The April Consumer Guide (gotta change that name since that tone deaf 'critic' at the other paper ripped it off after I had ripped it off fair and square from Robert Christgau years ago. When columnists are having trouble coming up with something they really have no shame or scruples. I know this other columnist who changed his name just to get a column and this other guy who...) WHOA Nellie! Where were we? Ahh, the April Consumer Guide finds your critic up to here with noisy new wave assaults and thoughtfully re-evaluating Barry Manilow. Well, maybe not going that far, but when my favorite tune of the month is done by such middle-aged crooners as James Taylor and J.D. Souther, something is in the air. Maybe nitrous oxide. Let's commence.
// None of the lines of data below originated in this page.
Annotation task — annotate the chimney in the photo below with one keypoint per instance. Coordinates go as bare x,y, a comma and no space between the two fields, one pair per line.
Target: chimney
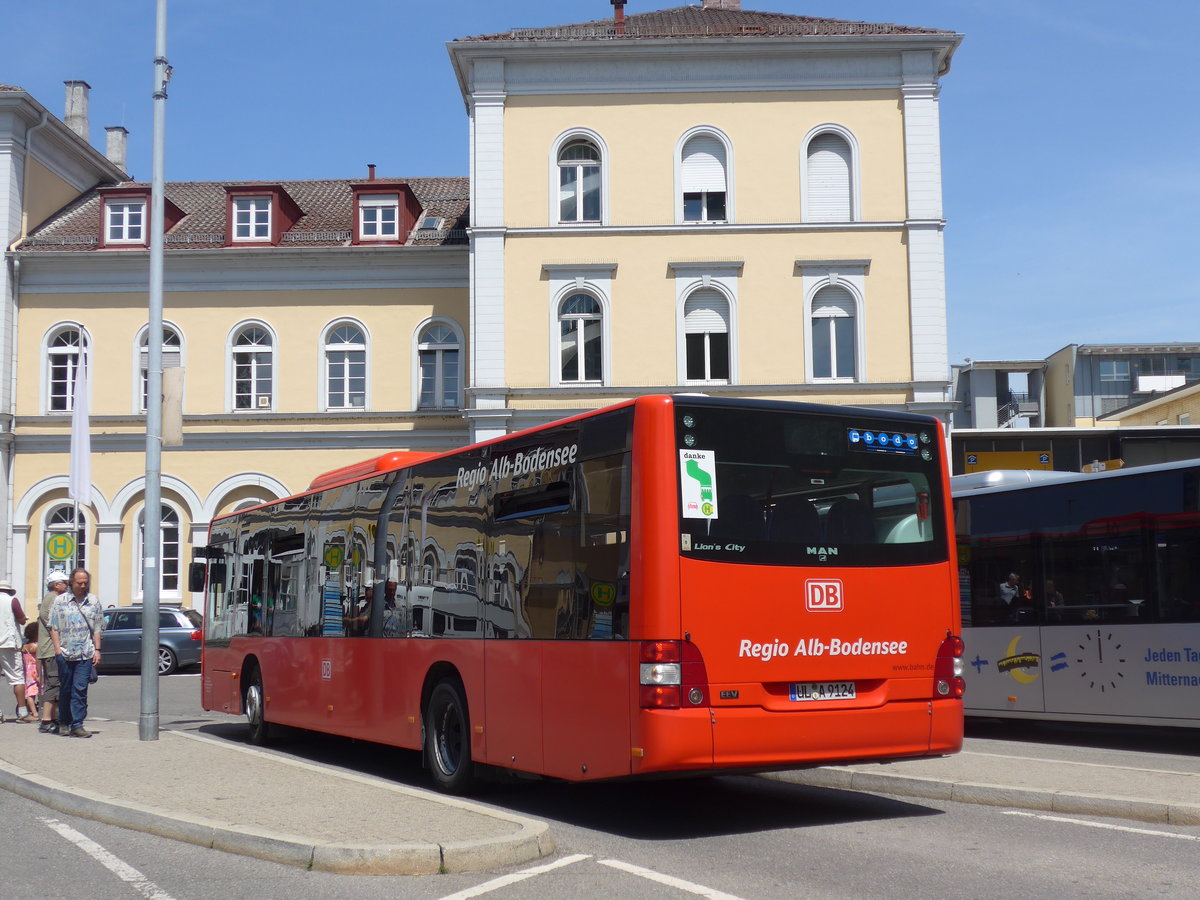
618,17
77,108
115,143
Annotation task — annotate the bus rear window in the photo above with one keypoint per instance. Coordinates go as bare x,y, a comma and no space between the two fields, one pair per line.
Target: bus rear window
807,489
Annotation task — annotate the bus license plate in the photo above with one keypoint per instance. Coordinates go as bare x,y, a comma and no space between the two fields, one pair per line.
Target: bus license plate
822,690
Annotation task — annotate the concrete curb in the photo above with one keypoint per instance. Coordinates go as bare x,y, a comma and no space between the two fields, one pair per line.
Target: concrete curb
531,841
1033,798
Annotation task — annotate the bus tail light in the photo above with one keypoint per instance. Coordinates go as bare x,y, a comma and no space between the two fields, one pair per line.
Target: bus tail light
948,679
672,675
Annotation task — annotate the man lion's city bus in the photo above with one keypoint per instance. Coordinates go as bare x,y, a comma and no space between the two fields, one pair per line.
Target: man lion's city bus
1102,623
672,585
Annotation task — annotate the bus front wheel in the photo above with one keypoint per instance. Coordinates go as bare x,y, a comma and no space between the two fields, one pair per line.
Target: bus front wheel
253,706
448,738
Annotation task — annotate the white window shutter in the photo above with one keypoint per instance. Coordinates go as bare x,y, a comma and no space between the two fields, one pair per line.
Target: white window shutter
703,165
828,179
706,311
833,303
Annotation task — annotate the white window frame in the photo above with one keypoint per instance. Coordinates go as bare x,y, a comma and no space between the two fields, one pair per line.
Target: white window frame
258,217
421,347
119,215
232,351
690,277
856,195
681,145
172,358
850,275
177,594
327,348
594,279
372,207
557,147
71,360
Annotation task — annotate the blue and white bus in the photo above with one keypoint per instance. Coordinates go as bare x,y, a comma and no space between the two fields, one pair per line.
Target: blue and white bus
1081,594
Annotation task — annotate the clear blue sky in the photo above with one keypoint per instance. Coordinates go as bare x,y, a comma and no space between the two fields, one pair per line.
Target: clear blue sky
1071,129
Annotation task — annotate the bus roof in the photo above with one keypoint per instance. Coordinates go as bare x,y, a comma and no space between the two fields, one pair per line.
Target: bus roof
388,462
1025,479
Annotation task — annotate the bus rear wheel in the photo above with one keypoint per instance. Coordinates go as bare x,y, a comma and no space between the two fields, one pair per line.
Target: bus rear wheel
253,706
448,738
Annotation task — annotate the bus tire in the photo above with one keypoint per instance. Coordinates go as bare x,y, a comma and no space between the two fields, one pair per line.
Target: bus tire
255,706
448,738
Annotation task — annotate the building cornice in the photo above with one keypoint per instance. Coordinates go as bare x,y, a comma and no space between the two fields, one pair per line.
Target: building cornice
696,229
234,269
702,65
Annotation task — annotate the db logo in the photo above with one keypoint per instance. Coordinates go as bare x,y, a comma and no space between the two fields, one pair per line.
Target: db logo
823,595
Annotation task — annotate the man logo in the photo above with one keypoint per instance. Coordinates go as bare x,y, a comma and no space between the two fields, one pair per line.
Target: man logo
823,595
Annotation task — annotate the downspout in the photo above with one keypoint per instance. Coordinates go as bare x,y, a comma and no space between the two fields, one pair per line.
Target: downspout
6,435
24,180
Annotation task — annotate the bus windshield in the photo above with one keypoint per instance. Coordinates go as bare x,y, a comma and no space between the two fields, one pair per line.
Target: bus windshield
839,487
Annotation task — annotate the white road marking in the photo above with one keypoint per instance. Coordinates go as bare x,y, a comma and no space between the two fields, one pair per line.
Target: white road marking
699,889
123,870
505,880
1151,832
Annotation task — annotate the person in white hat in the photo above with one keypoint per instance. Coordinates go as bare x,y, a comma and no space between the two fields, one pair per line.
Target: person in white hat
12,670
77,625
47,669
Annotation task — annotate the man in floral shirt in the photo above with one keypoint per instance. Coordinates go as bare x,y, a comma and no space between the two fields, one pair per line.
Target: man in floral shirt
77,622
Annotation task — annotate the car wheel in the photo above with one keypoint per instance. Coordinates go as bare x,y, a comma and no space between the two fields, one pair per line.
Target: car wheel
448,738
167,660
255,709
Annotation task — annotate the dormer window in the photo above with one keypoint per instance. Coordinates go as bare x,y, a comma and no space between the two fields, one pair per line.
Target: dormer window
384,211
125,221
379,216
259,215
252,219
125,217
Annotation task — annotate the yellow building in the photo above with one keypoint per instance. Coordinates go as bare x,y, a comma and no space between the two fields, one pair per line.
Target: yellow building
702,198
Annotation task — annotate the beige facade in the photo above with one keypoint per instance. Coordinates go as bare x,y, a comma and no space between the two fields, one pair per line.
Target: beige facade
517,315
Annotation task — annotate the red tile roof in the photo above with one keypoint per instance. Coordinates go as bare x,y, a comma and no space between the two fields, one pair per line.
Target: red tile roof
327,220
696,22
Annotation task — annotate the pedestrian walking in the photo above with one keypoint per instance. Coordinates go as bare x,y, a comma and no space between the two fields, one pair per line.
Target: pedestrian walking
77,623
47,667
29,663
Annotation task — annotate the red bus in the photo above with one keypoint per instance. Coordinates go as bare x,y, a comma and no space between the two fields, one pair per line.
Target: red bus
669,585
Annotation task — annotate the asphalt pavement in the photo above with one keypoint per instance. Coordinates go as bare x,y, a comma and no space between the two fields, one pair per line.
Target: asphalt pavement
241,799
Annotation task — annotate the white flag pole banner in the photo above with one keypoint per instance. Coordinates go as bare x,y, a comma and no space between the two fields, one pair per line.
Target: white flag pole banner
81,436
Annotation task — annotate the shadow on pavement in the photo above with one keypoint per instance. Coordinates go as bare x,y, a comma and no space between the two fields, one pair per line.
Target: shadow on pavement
669,809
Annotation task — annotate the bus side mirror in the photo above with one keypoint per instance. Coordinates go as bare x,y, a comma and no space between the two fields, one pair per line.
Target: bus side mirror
196,573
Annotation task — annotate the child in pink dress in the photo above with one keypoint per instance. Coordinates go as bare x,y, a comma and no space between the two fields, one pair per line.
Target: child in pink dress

• Grace & Danger - John Martyn (Antilles) - One of pop's true originals is the British-bred Martyn, who began his career as something of a ballad-oriented folkie, but by incorporating a spatial jazz into his free-form compositions, settled on a style totally unique to these ears. Martyn has a soft, soaring voice that he balances like a juggler atop these airy melodies, which feature slight traces of reggae (and one out-and-out reggae in his revamped version of the Slickers' Johnny Too Bad) and other Caribbean influences. This is just the thing for those winding down evenings laced with brandy and warm thoughts. (A)
• Face Value - Phil Collins (Atlantic) - The erstwhile Genesis/ Brand X drummer-vocalist turns in his first solo effort, and it's surprisingly poppy and tuneful considering the leadenness of his band's output. That's apparent most in his reworking of Behind The Lines from the last Genesis LP, done here in a breezy jazz arrangement. A brace of R&B songs, I Missed Again and Thunder And Lightning, are done up brown with some help from the Earth Wind and Fire horn section, and his number one English single of In The Air Tonight sounds positively striking coming out of the car radio, especially when the drums kick in. (B)
A nice combination side by side in this column.
This American review was published in The Journal Herald (Dayton, Ohio), Saturday 11 April 1981.